Philomena Colatrella, CEO de la CSS, a écrit dans ce numéro qu’elle souhaitait voir les assureurs-maladie jouer un rôle plus actif dans la prévention. Que pouvez-vous dire à ce sujet?
Karin Faisst: En principe, les caisses-maladie ont déjà la possibilité d’exercer une influence sur la santé dans l’assurance complémentaire, par exemple avec des abonnements de fitness. Je souhaiterais qu’elles s’engagent aussi davantage dans l’assurance de base. Je dois dire que je trouve souvent que les assureurs sont durs dans les discussions sur les mesures de prévention. Par exemple, lorsqu’il a été question de faire passer les vaccins scolaires de 12 à 14 francs. Au début, ils ont tout simplement refusé, puis les négociations ont été difficiles. Avant de créer de nouvelles offres, les assureurs devraient mieux utiliser la marge de manœuvre actuelle.
Oliver Senn: C’est un bon exemple. Nous avons un taux de vaccination contre les papillomavirus humains (HPV) très faible, en particulier chez les garçons adolescents. Ce vaccin est pourtant très efficace contre les cancers gynécologiques. Le remboursement se heurte à des obstacles administratifs inutiles, alors que les assureurs pourraient simplifier le processus. Il serait souhaitable que les assureurs s’engagent davantage dans la prévention, notamment pour les personnes qui présentent le risque le plus élevé et qui n’ont généralement pas d’assurance complémentaire.

Karin Faisst

est diplômée en médecine humaine et experte en santé publique. Elle travaille depuis 2015 comme médecin cantonale spécialisée en médecine préventive. Elle dirige en outre l’Office de prévention en matière de santé du canton de Saint-Gall.

Prof.
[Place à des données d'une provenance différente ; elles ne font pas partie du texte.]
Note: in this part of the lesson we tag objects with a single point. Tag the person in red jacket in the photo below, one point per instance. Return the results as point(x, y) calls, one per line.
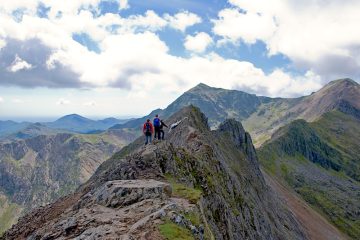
point(148, 130)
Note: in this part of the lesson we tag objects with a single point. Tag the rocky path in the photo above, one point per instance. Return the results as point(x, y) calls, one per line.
point(316, 226)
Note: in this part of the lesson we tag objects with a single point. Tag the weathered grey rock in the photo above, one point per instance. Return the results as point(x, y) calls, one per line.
point(235, 202)
point(125, 192)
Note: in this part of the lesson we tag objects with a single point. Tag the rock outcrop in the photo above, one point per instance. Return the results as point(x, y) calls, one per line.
point(142, 191)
Oliver Senn

est spécialiste en médecine interne générale et directeur adjoint de l’Institut de médecine de famille de l’Université de Zurich. Il travaille trois demi-journées par semaine dans un cabinet de groupe à Zurich.

Sonja Hasler

est journaliste à la radio SRF et présente notamment l’émission de discussion «Persönlich». Elle a présenté les émissions «Rundschau» et «Arena» à la télévision suisse alémanique jusqu’en 2015.